El Boletín Oficial destapó una serie de medidas que huelen a crisis económica en varios sectores productivos. El Ministerio de Capital Humano, a través de sus dependencias, homologó acuerdos clave para suspender personal bajo el polémico Artículo 223 bis de la Ley de Contrato de Trabajo. Esto significa que miles de trabajadores verán sus jornadas reducidas o interrumpidas, recibiendo una prestación no remunerativa.
En el sector metalmecánico, FUTURA HNOS SOCIEDAD DE RESPONSABILIDAD LIMITADA acordó con la ASOCIACIÓN DE SUPERVISORES DE LA INDUSTRIA METALMECÁNICA de Capital Federal la suspensión de personal por ocho días hábiles en abril de 2025. Lo más llamativo es que los empleados afectados solo percibirán el OCHENTA POR CIENTO (80%) de su salario neto como prestación no remunerativa. Una movida que alivia las arcas empresariales, pero golpea el bolsillo de los trabajadores.
La industria automotriz no se queda atrás. GAULOIS AUTOMOTORES SOCIEDAD ANÓNIMA y el SINDICATO DE MECÁNICOS Y AFINES DEL TRANSPORTE AUTOMOTOR (SMATA) también sellaron un pacto de suspensiones bajo la misma figura legal. Aunque no se detallan porcentajes, la esencia es la misma: flexibilizar el costo laboral para evitar despidos.
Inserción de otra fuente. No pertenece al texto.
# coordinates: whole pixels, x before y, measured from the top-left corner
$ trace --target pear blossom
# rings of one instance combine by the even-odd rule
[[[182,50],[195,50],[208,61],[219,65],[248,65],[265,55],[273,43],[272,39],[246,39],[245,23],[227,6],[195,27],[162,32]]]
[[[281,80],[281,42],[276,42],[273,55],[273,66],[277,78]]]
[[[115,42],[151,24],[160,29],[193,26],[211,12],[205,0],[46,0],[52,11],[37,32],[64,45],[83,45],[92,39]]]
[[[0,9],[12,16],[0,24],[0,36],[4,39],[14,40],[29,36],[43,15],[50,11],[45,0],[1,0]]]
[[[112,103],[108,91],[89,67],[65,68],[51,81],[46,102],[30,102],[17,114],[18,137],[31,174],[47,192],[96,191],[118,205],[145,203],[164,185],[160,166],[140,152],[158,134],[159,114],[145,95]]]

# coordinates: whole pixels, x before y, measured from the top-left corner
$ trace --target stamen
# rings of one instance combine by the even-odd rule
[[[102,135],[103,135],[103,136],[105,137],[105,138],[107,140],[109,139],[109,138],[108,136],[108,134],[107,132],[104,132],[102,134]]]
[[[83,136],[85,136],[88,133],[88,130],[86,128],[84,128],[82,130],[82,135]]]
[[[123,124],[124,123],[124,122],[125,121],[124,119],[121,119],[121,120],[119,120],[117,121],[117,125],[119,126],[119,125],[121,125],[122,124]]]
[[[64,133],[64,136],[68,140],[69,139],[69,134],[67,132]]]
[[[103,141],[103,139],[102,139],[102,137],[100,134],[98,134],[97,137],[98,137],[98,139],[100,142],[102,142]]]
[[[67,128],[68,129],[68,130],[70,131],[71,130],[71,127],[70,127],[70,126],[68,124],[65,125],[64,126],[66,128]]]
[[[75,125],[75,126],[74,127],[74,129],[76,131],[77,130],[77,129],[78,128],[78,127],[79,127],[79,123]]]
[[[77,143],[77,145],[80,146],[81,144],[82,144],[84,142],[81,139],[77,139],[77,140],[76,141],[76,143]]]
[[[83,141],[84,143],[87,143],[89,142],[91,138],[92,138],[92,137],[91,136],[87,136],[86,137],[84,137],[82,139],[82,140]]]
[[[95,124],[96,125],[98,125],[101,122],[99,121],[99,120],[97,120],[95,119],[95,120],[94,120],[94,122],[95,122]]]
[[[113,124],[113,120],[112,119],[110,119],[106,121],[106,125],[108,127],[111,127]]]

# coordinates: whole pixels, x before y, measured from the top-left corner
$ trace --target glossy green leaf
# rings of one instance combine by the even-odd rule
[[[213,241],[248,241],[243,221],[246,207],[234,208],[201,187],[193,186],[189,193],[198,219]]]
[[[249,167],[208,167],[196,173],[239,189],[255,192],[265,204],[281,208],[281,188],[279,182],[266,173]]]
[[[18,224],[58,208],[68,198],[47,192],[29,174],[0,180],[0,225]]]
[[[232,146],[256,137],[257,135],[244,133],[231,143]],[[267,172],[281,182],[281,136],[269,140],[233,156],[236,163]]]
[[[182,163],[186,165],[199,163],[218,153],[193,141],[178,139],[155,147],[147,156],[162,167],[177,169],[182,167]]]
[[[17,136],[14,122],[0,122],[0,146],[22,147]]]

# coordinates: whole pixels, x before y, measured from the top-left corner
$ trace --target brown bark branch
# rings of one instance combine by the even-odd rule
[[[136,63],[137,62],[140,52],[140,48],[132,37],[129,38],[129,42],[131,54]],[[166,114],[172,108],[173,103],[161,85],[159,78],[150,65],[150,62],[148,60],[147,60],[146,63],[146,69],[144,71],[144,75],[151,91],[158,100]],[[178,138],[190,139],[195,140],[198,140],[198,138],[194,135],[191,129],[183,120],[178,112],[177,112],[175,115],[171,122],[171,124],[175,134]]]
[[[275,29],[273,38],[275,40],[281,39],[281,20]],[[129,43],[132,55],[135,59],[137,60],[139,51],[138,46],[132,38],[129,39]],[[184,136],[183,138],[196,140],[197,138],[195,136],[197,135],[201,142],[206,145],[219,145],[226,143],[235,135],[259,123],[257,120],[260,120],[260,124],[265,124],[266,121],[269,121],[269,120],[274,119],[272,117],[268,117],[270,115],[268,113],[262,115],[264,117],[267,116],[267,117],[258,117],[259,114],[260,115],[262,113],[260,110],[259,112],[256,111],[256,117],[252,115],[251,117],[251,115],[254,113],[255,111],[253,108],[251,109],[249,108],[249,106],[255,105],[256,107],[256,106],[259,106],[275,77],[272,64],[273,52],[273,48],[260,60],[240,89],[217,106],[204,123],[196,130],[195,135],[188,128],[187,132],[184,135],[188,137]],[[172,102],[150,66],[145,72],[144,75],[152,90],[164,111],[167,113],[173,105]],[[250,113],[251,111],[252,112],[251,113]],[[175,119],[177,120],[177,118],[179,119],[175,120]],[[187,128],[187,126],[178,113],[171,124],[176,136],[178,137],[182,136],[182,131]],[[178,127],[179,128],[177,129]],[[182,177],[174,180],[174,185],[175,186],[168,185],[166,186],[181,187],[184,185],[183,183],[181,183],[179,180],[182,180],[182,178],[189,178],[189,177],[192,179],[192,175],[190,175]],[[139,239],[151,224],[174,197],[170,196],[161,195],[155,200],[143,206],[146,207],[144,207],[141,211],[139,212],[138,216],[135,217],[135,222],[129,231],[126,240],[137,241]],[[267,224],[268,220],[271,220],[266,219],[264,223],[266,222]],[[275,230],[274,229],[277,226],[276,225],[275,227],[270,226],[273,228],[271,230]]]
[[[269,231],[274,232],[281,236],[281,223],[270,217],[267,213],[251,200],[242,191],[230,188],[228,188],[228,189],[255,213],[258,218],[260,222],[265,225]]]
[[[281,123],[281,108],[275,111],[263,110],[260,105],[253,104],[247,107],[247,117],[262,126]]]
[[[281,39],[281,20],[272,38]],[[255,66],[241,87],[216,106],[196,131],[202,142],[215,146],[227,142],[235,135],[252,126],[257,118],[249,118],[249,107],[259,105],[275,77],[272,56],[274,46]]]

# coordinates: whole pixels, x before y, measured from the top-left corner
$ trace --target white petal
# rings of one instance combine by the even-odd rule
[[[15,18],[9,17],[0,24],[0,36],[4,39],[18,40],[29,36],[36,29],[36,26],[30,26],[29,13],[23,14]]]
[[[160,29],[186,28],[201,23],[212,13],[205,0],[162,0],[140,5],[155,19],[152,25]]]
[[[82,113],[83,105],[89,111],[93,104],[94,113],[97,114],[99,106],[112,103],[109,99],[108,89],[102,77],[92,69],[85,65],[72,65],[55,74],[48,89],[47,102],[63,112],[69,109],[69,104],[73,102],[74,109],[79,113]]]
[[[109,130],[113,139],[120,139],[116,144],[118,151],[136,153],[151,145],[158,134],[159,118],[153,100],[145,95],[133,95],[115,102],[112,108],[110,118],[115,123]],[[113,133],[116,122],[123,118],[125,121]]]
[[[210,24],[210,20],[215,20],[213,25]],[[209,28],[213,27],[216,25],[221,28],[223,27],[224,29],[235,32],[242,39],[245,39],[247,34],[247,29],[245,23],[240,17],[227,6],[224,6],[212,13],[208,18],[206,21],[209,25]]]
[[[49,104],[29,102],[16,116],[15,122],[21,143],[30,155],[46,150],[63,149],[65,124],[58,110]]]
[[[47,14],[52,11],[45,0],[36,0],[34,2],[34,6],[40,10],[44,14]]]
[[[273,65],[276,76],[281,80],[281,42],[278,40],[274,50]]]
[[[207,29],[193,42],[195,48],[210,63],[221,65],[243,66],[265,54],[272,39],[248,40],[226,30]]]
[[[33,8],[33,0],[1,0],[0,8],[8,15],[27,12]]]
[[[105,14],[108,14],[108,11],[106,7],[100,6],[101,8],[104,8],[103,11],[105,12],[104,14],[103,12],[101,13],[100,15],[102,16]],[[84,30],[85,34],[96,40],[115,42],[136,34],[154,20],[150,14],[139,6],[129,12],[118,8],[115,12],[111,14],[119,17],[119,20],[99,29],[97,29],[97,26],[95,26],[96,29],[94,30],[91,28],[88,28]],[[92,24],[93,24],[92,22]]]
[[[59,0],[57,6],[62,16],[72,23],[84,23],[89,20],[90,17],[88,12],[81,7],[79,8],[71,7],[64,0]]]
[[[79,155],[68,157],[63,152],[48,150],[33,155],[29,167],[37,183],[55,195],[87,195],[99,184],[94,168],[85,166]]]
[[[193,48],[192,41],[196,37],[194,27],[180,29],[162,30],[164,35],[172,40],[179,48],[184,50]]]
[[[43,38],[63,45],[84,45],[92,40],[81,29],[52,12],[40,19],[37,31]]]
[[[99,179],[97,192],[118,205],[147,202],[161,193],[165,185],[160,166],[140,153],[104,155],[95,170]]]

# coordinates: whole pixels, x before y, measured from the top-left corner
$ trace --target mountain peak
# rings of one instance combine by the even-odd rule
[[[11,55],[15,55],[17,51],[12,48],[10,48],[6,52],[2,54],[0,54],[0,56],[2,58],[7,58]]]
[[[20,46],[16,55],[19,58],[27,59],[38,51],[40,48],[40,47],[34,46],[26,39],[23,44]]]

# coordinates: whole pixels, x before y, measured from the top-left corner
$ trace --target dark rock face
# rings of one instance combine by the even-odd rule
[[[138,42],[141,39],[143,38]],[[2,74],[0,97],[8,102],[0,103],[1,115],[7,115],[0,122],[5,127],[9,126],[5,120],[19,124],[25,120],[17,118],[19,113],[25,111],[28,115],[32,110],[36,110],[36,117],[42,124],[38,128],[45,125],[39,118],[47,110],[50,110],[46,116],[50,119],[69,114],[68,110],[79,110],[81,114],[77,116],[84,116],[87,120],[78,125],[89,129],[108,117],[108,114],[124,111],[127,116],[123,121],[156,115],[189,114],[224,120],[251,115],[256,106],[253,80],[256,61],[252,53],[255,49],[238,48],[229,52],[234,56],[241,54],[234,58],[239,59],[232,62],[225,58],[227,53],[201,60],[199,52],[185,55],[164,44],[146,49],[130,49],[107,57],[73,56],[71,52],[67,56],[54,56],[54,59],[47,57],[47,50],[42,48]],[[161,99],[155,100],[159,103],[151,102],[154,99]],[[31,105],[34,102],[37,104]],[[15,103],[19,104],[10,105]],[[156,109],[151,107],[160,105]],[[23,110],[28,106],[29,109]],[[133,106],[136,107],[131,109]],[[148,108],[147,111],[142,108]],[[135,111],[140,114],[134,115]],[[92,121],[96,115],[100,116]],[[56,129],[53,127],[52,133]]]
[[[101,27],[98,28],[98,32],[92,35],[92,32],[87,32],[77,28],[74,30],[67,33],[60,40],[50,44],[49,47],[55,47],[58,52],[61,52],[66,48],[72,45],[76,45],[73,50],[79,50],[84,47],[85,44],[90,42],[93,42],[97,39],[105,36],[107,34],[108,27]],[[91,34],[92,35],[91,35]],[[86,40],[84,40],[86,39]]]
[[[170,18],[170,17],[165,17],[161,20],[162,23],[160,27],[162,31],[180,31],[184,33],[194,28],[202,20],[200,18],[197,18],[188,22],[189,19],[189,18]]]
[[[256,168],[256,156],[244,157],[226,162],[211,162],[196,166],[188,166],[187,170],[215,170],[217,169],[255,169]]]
Finalmente, el sector del transporte, históricamente conflictivo, también muestra señales de alarma. CEFERINO DEL SUR SOCIEDAD ANONIMA adhirió a un acuerdo marco con la UNIÓN TRANVIARIOS AUTOMOTOR (UTA) y la FEDERACIÓN ARGENTINA DE TRANSPORTADORES POR AUTOMOTOR DE PASAJEROS (FATAP), que contempla suspensiones con prestaciones no remunerativas. Este acuerdo, que tiene raíces en la emergencia sanitaria por COVID-19, se extiende en el tiempo, evidenciando que las secuelas de la pandemia y la volatilidad económica siguen impactando fuerte.
La homologación de estos acuerdos, que reconocen tácitamente situaciones de crisis empresarial, permite a las firmas reducir sus costos laborales sin pasar por el engorroso Procedimiento Preventivo de Crisis que exige la Ley N° 24.013. Para los trabajadores, implica un sacrificio salarial con la promesa de mantener el puesto, una moneda de cambio que muchos se ven obligados a aceptar en tiempos difíciles.
"La flexibilidad laboral, bajo el paraguas del Artículo 223 bis, se consolida como una herramienta recurrente para las empresas que buscan sortear la tormenta económica, a costa del poder adquisitivo de sus empleados."
Es fundamental que los trabajadores afectados estén informados sobre sus derechos individuales, ya que estos acuerdos marcos colectivos no siempre anulan las garantías personales. La letra chica importa, y mucho.